Eingeladen ist Jeder Mensch; Patienten, Kranke die Ads mögen, kranke und gesunden Menschen die SSRI nicht mögen, die die SSRIs brauchen, und die, die krank wegen ADs sind, ich bin für Alle und Alles offen, ich will mich frei austauschen ohne kritisiert werden zu müssen, nur weil ich psychisch krank bin und den Rattenfras eben mal brauche. Ich bin weder für noch gegen AD s. Ich werde fett und habe keine Lust mehr auf Sex, wie gehts Euch, wie können wir uns helfen, wer hat Tipps? Let's talk about it! Und wenn ich wieder
Absetze bekomme ich Kopweh und Stromschläge, da gehts mir mal null anders als Euch.
Linda, Oliver,
würde es mir ohne besser gehen, dann wäre ich glücklicher. Also lasst mich in Ruhe, ich wollte nur Tipps. Es ist mir sch***egal was die SSRIs anrichten können oder nicht, denn ICH MUSS SIE NEHMEN UND MIT DEN NWs und dem ABSETZEN ZU RANDE KOMMEN ob ich nun will oder eben nicht will, das zählt für mich, DENN ICH MUSS DIESES MEINE IRRENLEBEN BIS ZU BITTEREN ENDE LEBEN, nicht Du Oliver und nicht Du Linda, und seid bei Gott froh darüber.

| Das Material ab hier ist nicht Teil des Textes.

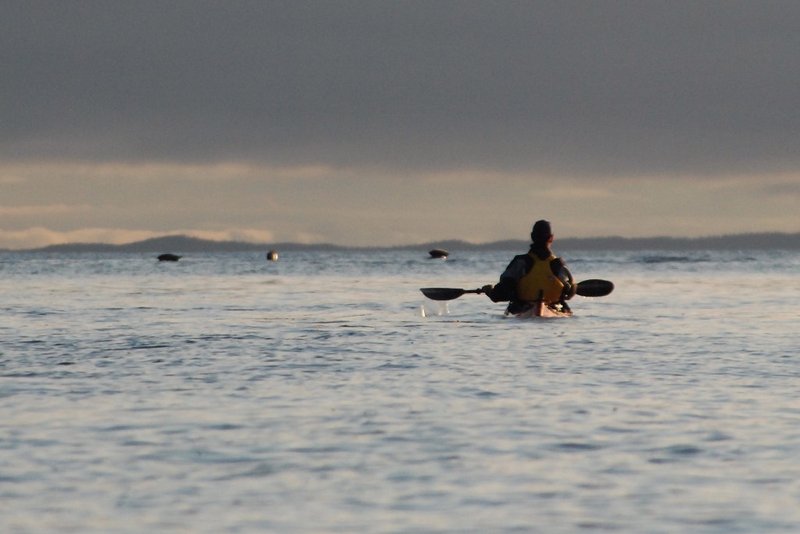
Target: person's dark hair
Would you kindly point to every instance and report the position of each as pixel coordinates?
(541, 232)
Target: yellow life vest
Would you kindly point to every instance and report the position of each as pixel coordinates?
(540, 283)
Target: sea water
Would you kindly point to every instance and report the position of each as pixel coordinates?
(324, 393)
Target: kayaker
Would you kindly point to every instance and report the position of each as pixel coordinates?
(536, 278)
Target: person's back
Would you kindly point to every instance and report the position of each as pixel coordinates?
(536, 278)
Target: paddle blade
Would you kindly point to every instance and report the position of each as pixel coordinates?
(446, 293)
(594, 288)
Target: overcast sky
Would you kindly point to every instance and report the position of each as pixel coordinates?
(396, 122)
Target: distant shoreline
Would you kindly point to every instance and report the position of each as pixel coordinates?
(185, 244)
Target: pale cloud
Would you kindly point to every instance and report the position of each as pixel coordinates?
(43, 210)
(37, 237)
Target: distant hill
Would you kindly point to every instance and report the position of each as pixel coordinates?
(183, 244)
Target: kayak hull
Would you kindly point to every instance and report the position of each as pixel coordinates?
(540, 311)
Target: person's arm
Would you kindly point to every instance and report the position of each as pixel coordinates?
(559, 268)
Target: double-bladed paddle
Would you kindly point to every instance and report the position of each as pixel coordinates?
(587, 288)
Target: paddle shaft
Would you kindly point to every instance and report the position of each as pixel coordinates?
(587, 288)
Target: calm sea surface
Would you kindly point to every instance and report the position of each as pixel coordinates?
(324, 393)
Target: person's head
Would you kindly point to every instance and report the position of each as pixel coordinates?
(541, 234)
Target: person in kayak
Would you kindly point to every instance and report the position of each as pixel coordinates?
(536, 277)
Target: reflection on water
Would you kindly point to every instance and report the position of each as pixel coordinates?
(323, 393)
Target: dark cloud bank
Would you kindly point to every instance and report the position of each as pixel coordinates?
(569, 87)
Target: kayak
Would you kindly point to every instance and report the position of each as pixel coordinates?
(540, 310)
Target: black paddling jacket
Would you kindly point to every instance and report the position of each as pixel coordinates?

Sven, ich finde es gerade echt bedenklich, was Du gerade von Dir gibst. Machst Du begleitend noch eine Gesprächstherapie?
Sven hat geschrieben:
Und wer mir da nur ein Stück weit helfen kann, der ist willkommen. Und zu guter letzt (wenn ihr mich denn doch nicht rauskickt) OLIVER, LINDA:
EINE OFFENE FRAGE: SIND GEWICHTSZUNAHME UND LIBIDOVERLUST ALSO KEINE NEBENWIRKUNG? Ich will Euch mal sehen wenn Ihr 20 kg zunehmt und
in Eurer Beziehung wegen den Tabletten nichts mehr läuft.
Lasst doch einfach die Leute Erfahrungen über Nebenwirkungen und Absetzproblematiken austauschen, tut Euch das denn so weh??????

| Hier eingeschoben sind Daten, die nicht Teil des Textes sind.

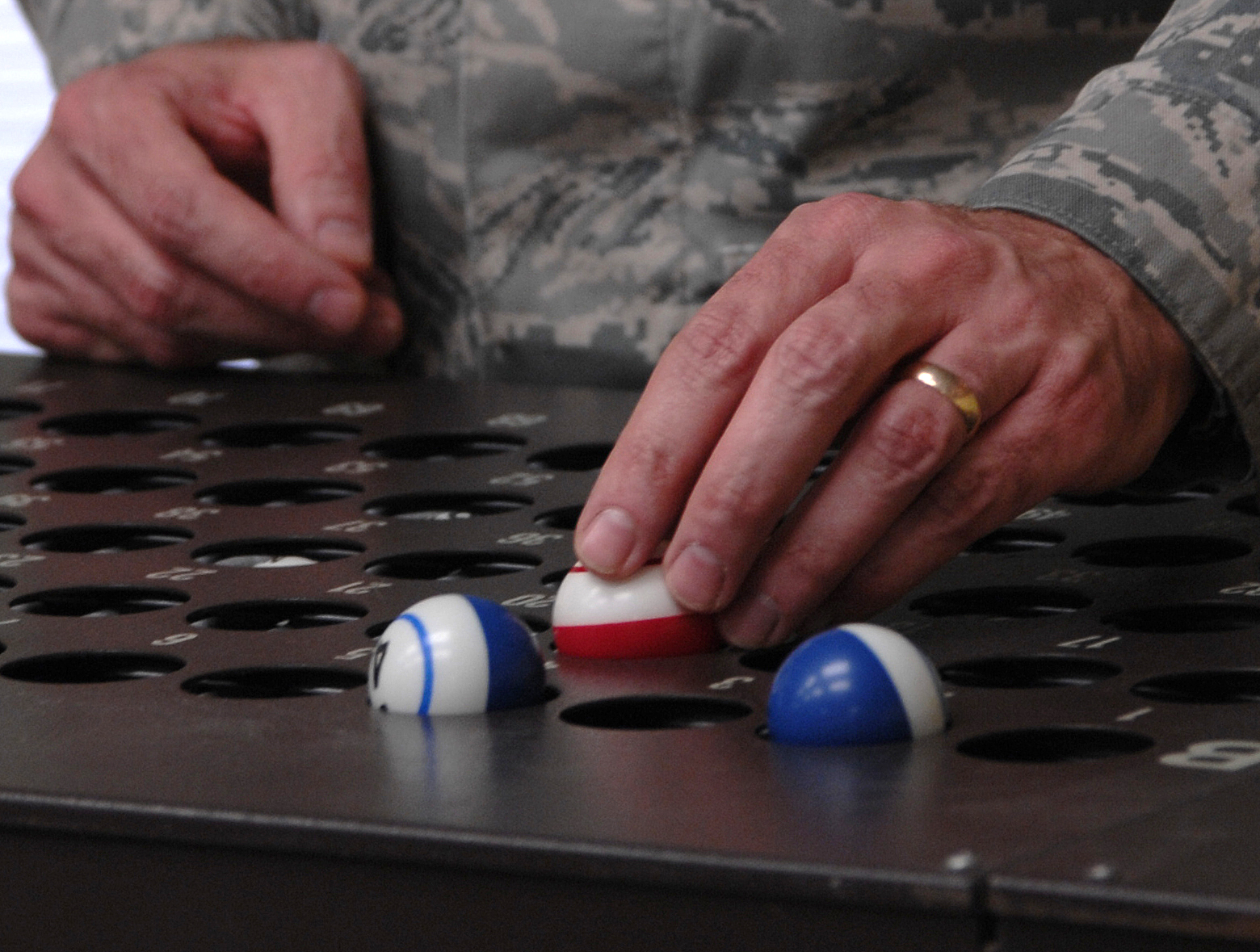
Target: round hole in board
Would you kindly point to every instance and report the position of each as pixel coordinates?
(1002, 602)
(276, 553)
(14, 409)
(1226, 686)
(445, 506)
(10, 463)
(105, 539)
(277, 493)
(564, 518)
(1055, 744)
(438, 447)
(1010, 540)
(275, 683)
(580, 457)
(281, 434)
(276, 614)
(106, 423)
(112, 480)
(1138, 497)
(1186, 619)
(1162, 551)
(1028, 672)
(654, 711)
(97, 601)
(91, 668)
(450, 566)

Siehe oben - ansonsten kein Kommentar.

Linda

Zu Blöd

Verfasst: 20.06.2005 21:29
von Gast
....ist es mir hier jetzt. :evil:

Da spricht man von Nebenwirkungen und bittet um Rat und was passiert am Ende? Man wird nur angemacht. Jetzt reichts mir.
Ich verschwinde.
Wir wollen hier eine angenehme Atmosphäre schaffen, in der sich die Teilnehmenden wohl fühlen, um Hilfe, Kraft und Hoffnung teilen zu können. Voraussetzung dafür ist ein respektvoller Umgang miteinander.
Vielen dank. Die Atmosphäre ist mir zu Dick.ich fühl mich nicht mehr wohl und meine Hoffnung hier Hilfe zu finden ist gleich auf NULL gesunken.......Ich danke Euch Linda und Oliver für Eure vertreibung

Gruß,
Blueshine :frust: :frust:

Verfasst: 20.06.2005 22:22
von Linda
Hallo BlueShine.

Dann wünsche ich Dir viel Glück auf Deiner Suche nach geeigneten Informationen.